Yesterday evening, Estonian President Toomas Hendrik Ilves made a series of angry posts on Twitter taking issue with a blog post written by the New York Times’ Paul Krugman criticizing Estonia’s economic performance. Many who saw the Twitter spat doubted the account actually belonged to Mr. Ilves, but The Politicker reached out to the Estonian government and received confirmation and a statement from the man himself.
“Yes I send my own tweets,” Mr. Ilves said. “It was a sincere and immediate defense of the major and often difficult efforts of Estonia to deal with the economic crisis and to stick to the rules adopted in the European Union.”
Estonia has a budget surplus despite coping with the European Union’s austerity measures that have been unpopular in other Eurozone countries.

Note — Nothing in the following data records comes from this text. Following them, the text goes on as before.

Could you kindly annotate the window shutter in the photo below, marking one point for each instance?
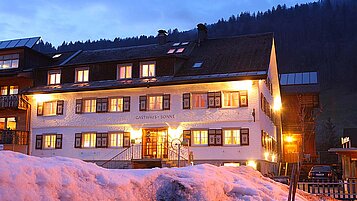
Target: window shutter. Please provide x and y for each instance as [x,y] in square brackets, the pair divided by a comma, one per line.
[39,109]
[186,101]
[98,143]
[126,104]
[58,141]
[217,99]
[166,102]
[38,142]
[79,106]
[210,98]
[60,105]
[211,137]
[244,136]
[126,139]
[243,99]
[78,140]
[142,102]
[187,137]
[219,141]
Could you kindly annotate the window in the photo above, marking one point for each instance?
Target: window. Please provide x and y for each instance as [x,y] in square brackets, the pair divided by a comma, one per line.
[148,69]
[49,141]
[89,139]
[155,102]
[116,139]
[200,137]
[199,100]
[231,99]
[232,137]
[116,104]
[9,61]
[54,77]
[89,105]
[82,75]
[124,71]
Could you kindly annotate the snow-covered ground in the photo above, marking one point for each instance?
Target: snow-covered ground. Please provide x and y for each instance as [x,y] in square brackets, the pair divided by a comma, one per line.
[30,178]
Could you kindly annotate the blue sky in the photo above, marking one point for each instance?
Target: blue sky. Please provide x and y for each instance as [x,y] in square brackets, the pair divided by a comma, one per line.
[72,20]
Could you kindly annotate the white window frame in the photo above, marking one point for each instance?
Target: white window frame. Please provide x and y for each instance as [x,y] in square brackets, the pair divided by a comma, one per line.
[117,105]
[116,139]
[225,99]
[155,98]
[53,108]
[57,77]
[89,140]
[203,137]
[193,99]
[92,105]
[128,74]
[83,77]
[148,66]
[229,131]
[51,138]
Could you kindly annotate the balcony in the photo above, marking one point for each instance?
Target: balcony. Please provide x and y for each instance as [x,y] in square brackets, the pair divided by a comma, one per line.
[15,137]
[14,102]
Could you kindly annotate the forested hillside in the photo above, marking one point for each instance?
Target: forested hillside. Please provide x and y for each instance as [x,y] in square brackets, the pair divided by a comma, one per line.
[319,36]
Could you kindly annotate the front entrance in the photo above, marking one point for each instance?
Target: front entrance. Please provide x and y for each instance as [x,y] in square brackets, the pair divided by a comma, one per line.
[155,143]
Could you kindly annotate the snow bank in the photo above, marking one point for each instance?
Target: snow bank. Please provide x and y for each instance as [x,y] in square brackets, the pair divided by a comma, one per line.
[30,178]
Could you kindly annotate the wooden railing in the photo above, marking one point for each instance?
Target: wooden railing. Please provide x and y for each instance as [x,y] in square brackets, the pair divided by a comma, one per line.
[13,102]
[14,137]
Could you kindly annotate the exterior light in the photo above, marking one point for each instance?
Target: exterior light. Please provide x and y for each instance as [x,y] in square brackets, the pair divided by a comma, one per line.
[252,164]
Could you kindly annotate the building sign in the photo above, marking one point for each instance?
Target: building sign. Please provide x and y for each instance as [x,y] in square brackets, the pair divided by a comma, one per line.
[157,116]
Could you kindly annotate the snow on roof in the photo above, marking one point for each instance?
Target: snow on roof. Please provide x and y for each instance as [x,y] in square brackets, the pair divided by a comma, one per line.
[58,178]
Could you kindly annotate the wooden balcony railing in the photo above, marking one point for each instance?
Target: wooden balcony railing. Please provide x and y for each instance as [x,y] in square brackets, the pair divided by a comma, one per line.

Mr. Krugman’s blog post argued Estonia shouldn’t be seen as an austerity success story because Estonia’s GDP dropped significantly in 2008 before climbing about halfway back to previous levels starting in 2009.
“Since Estonia has suddenly become the poster child for austerity defenders — they’re on the euro and they’re booming! — I thought it might be useful to have a picture of what we’re talking about,” Mr. Krugman wrote. “So, a terrible — Depression-level — slump, followed by a significant but still incomplete recovery. Better than no recovery at all, obviously — but this is what passes for economic triumph?”
Mr. Ilves responded with eight Tweets yesterday calling Mr. Krugman uninformed, “smug, overbearing & patronizing.”
“Guess a Nobel in trade means you can pontificate on fiscal matters & declare my country a ‘wasteland’. Must be a Princeton vs Columbia thing,” Mr. Ilves wrote referring to his alma mater and Mr. Krugman’s professorial affiliation. “But yes, what do we know? We’re just dumb & silly East Europeans. Unenlightened. Someday we too will understand. Nostra culpa.”
As of this writing, Mr. Krugman hasn’t posted a response to Mr. Ilves on his blog. He also has yet to respond to our request for comment on this story.
Update (9:23 A.M.): This post was updated to correct Mr. Krugman’s relationship with Princeton.